1 unit building 101 clearance 11, 12 box unit (building unit)
13 pillars
14 Floor beams (beam materials)
15 Ceiling beams (beam materials)
153 Adjustment hole (position adjustment hole)
2 Trapezoidal unit 21 Short column (column material)
22 Long pillar (column material)
23 Girder beam (beam material)
24 Tsumago's beam (beam material)
25 Oblique beam (beam material)
26 Underwater beam (beam material)
27 Water-side beam (beam material)
275 Adjustment hole (position adjustment hole)
3 Connecting member 31 End plate 31b Adjustment hole (position adjustment hole)

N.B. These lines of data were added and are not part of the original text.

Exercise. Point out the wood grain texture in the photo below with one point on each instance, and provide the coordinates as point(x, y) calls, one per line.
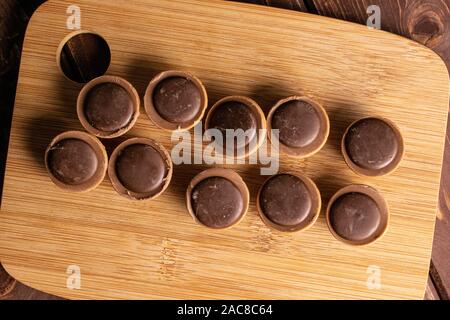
point(428, 22)
point(14, 16)
point(430, 292)
point(155, 250)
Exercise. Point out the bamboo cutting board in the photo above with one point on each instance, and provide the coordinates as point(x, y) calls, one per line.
point(153, 249)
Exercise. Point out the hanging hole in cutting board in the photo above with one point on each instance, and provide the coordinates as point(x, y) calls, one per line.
point(83, 56)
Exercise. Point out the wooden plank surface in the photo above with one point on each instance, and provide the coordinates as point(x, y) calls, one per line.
point(74, 234)
point(15, 13)
point(427, 22)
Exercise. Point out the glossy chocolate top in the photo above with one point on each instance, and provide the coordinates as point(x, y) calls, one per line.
point(217, 202)
point(141, 169)
point(298, 122)
point(108, 107)
point(355, 216)
point(234, 115)
point(177, 99)
point(372, 144)
point(285, 200)
point(73, 161)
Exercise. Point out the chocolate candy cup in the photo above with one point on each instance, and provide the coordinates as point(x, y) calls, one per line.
point(358, 215)
point(236, 112)
point(140, 169)
point(303, 126)
point(289, 202)
point(108, 107)
point(373, 147)
point(217, 198)
point(175, 100)
point(76, 161)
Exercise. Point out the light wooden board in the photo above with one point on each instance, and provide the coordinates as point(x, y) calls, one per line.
point(153, 249)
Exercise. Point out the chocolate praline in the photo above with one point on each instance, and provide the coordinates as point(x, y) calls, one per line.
point(243, 119)
point(298, 122)
point(285, 200)
point(289, 202)
point(217, 202)
point(357, 215)
point(140, 169)
point(76, 161)
point(217, 198)
point(108, 106)
point(72, 161)
point(175, 100)
point(372, 146)
point(299, 126)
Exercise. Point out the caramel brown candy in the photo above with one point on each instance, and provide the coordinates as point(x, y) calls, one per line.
point(300, 125)
point(176, 100)
point(241, 117)
point(108, 107)
point(76, 161)
point(217, 198)
point(357, 215)
point(373, 146)
point(289, 202)
point(140, 169)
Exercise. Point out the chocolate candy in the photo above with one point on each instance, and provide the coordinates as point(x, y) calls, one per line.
point(298, 122)
point(140, 169)
point(372, 146)
point(288, 202)
point(357, 215)
point(217, 202)
point(245, 118)
point(72, 161)
point(108, 107)
point(300, 125)
point(175, 100)
point(217, 198)
point(76, 161)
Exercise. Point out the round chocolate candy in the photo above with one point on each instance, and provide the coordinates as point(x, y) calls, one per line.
point(140, 169)
point(298, 122)
point(72, 161)
point(217, 202)
point(175, 100)
point(357, 215)
point(76, 161)
point(217, 198)
point(372, 146)
point(240, 121)
point(108, 106)
point(289, 202)
point(300, 126)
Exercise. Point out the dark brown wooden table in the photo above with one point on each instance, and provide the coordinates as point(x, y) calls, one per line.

32 Channel steel 321 Flange 322 Web 34 Spacer 35 Welded part 7 Half trapezoidal unit (trapezoidal unit)

Claims (6)

A unit building composed of a plurality of adjacent building units, each of which has a frame formed of beams and pillars,
A trapezoidal unit that is a building unit in which trapezoidal side surfaces are formed by long beams, short columns, and oblique beams connecting between the upper ends thereof and beam members connecting the lower end portions with the beam members;
A box-shaped unit which is a rectangular parallelepiped building unit arranged with a gap from the back side which is the long column side of the trapezoidal unit;
A connecting member that connects the beam member on the back side of the trapezoidal unit and the beam member of the box-shaped unit facing each other at substantially the same height across the gap at both longitudinal ends of the facing beam members; ,
The inside of the outer shape of the quadrangle in a plan view is closed by the connecting member by a pair of end plates extending along each of the beam members facing each other in the gap and a grooved steel material connecting the end plates. unit building according to claim Tei Rukoto formed as.   At least a part of the lower end surface or the upper end surface of the end plate is in contact with the inner surface of the web of the channel steel, and the side end surfaces on both sides of the end plate are in contact with the inner surface of the flange of the channel steel, The unit building according to claim 1, wherein the unit building is welded and joined.   The unit building according to claim 1 or 2, wherein a hole for position adjustment is provided in the end plate and the beam member for fixing the end plate.   The unit building according to any one of claims 1 to 3, wherein a spacer is interposed between the end plate and the beam member.   The unit building according to any one of claims 1 to 4, wherein the gap is a gap for floor plan adjustment.   The unit building according to any one of claims 1 to 5, wherein the gap has a width of 20 to 30 cm.